So I’ve been thinking some more about the Worms-like game contest for gamedev next time. I’ve got a damn sweet model for deformable terrain up my sleve, which I think could make a very strategic ballistics game. Not to mention, it’s deformable terrain, which is cool in its own right.
There are two problems I’m facing at the moment. The first is that the deformable terrain model is a very stiff differential system, making for computationally intense integration. As an example, do a simple Euler integration on x’ = -Kx, with K = 10,000 and x0 = 1. You’ll note that if you use a step-size any greater than 10-4, things start looking very different from the correct e-Kx.

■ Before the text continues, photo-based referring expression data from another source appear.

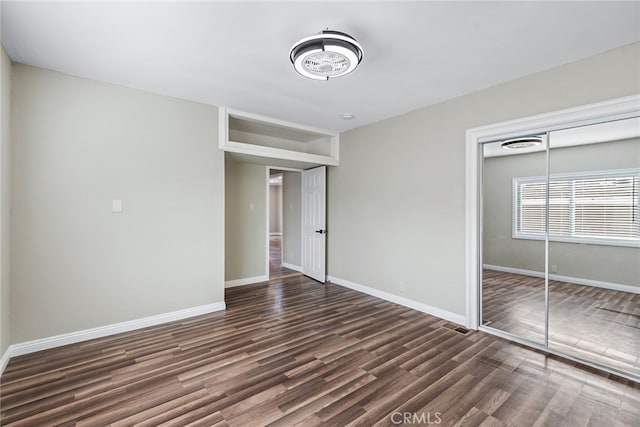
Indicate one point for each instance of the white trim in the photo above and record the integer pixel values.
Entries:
(568, 279)
(225, 144)
(619, 108)
(4, 360)
(246, 281)
(103, 331)
(292, 267)
(406, 302)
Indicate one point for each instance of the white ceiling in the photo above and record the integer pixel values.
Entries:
(235, 54)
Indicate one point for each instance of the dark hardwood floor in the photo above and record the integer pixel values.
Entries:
(294, 352)
(596, 324)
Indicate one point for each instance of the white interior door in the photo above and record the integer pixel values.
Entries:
(314, 232)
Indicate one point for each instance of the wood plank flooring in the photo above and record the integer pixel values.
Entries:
(596, 324)
(294, 352)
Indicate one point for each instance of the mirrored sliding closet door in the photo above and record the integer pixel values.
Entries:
(594, 253)
(561, 242)
(513, 285)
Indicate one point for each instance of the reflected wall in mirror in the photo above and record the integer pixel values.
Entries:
(562, 224)
(594, 249)
(511, 301)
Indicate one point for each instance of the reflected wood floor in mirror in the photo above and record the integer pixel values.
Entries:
(595, 324)
(300, 353)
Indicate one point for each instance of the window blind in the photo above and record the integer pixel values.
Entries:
(597, 206)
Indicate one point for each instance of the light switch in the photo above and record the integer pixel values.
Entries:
(116, 206)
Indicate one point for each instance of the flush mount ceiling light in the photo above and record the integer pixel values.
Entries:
(326, 55)
(521, 142)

Another is collision detection, as usual. The Game Language I spoke of earlier is going to need a solid generic collision detection algorithm built-in (and it needs to be overridable), so it’s time I gave this some thought. I was thinking of using the OpenGL stencil buffer in combination with selection to do the detection for me, but it has a couple serious problems, the main one being that it only works for objects that are on-screen. So that basically rules that one out.
So I might fall back on a quad-tree implementation, using the embedded list pattern (I’ll post on that in a minute), so I don’t have to allocate any memory in the process. Doing lines is a bit of a challenge in the tree environment, but I might be able to come up with an efficient and elegant recursive algorithm. Actually, I can think of it right now. Cool. I think I’ll do another demo and see how it measures up in terms of speed.